Baby breath prefers alkaline, rich soil, and the soil should be well-draining. Wet clay soil does not operate as well as sandy soil. Try planting Baby breath in raised garden beds or containers if your soil is heavy. If your Baby breath plant is not doing well, conduct a soil test to evaluate the alkalinity of the soil. If your soil is acidic, add garden lime to balance it out. These plants prefer a dry climate to one that is humid. So, if you have a lot of humidity, make sure your plant has good soil drainage and is not too moist. Within its growth zones, Baby breath can withstand a wide range of temperatures. Some varieties are more tolerant of cold than others.
Baby breath requires little water and thrives in dry soil. In fact, overwatering can cause root damages. Typically, you will only need to water during dry seasons and nourish once a year. Simply put some compost into the planting spot each spring to promote healthy growth and abundant blooms. For young plants, keep the soil damp but not wet. When your plants reach maturity, you may need to supply them with support, such as garden stakes, to keep the thin stems from falling over. This plant does not require deadheading or removing wasted blooms. However, they can benefit from a minor pruning after flowering to help retain their shape and possibly induce another bloom.
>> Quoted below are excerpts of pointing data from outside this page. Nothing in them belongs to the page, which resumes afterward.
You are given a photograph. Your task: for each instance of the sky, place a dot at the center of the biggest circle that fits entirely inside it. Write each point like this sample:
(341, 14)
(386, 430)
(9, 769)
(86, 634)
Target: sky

Furthermore, it can be mildly toxic both to people and animals through ingesting or skin contact. It may not cause a reaction for everyone, some are more sensitive to it than others. Some people and animals may get itching, redness, or a rash as a result of skin contact. They may also have allergy-like symptoms such as itchy eyes and sneezing. If baby breath is consumed, it might trigger moderate digestive problems such as diarrhoea and vomiting. It is because the plant is generally self-sustaining and grows rapidly, it is regarded as a harmful weed in some parts of the United States and Canada. It is advised to investigate if a plant is invasive in your area before growing it in your garden.
Drying Baby’s Breath
Dried baby breath flowers are so beautiful, and you can learn how to dry them in a few simple steps. Choose branches from baby breath plant with only half of the flowers in bloom and the rest as buds. Stems with browning blossoms should not be used. Under warm running water, re-cut Baby’s breath stems. Then, using twine or a rubber band, tie five to seven stems together. In a dark, warm, and well-ventilated room, hang this upside down. After five days, check on the dried flowers. Flowers are ready for use in a dry arrangement when they feel papery to the touch. Allow more time if they do not have the papery feel after five days, inspecting every couple of days.